My husband, Paul, called. We tried to talk once a day while I was away, but my Libyan cell phone rarely had a signal, and it had been a few days since we’d spoken.

 

“Hi, my love. How are you doing?” He was calling from New Delhi.

 

“I’m tired,” I said. “I spoke with David Furst”—my editor at the New York Times—“and asked if I could start rotating out in about a week. I’ll head back to the hotel in Benghazi this afternoon and try to stick around there until I pull out. I’m ready to come home.” I tried to steady my voice. “I’m exhausted.

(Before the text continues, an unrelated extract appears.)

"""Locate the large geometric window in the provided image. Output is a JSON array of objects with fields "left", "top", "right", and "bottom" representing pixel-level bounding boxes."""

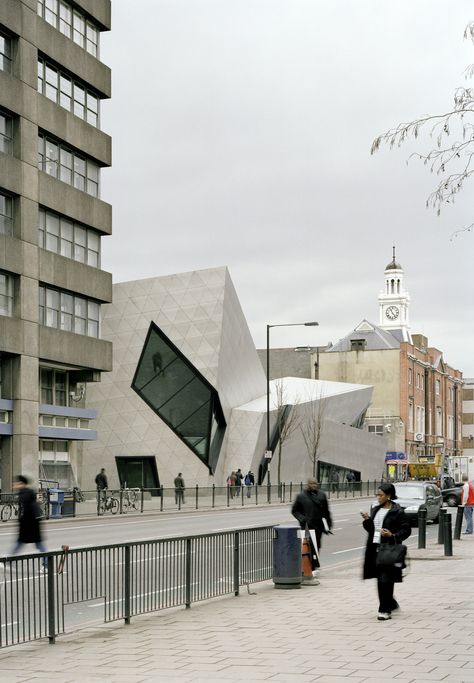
[{"left": 131, "top": 322, "right": 226, "bottom": 473}]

I have a bad feeling that something is going to happen.”

 

 

 

Opposition troops fire at a government helicopter as it sprays the area with machine-gun fire. The opposition was pushed back east, out of Bin Jawad toward Ras Lanuf, the day after taking Ras Lanuf back from troops loyal to Qaddafi in eastern Libya, March 6, 2011.

 

I didn’t tell him that the last few mornings I had woken up reluctant to get out of bed, lingered too long over my instant coffee as my colleagues and I prepared our cameras and loaded our bags into our cars. While covering war, there were days when I had boundless courage and there were days, like these in Libya, when I was terrified from the moment I woke up. Two days earlier I had given a hard drive of images to another photographer to give to my photo agency in case I didn’t survive. If nothing else, at least my work could be salvaged.

 

“You should go back to Benghazi,” Paul said. “You always listen to your instincts.”

 

 

 

Rebels call for volunteers to fight in Benghazi, March 1, 2011.

 

 

 

A rebel fighter consoles his wounded comrade outside the hospital in Ras Lanuf, March 9, 2011.

 

 

 

Rebel fighters and drivers look up into the sky in anticipation of a bomb and incoming aircraft, March 10, 2011.

 

 

 

Rebel fighters push the front line forward on a day of heavy fighting, 2011.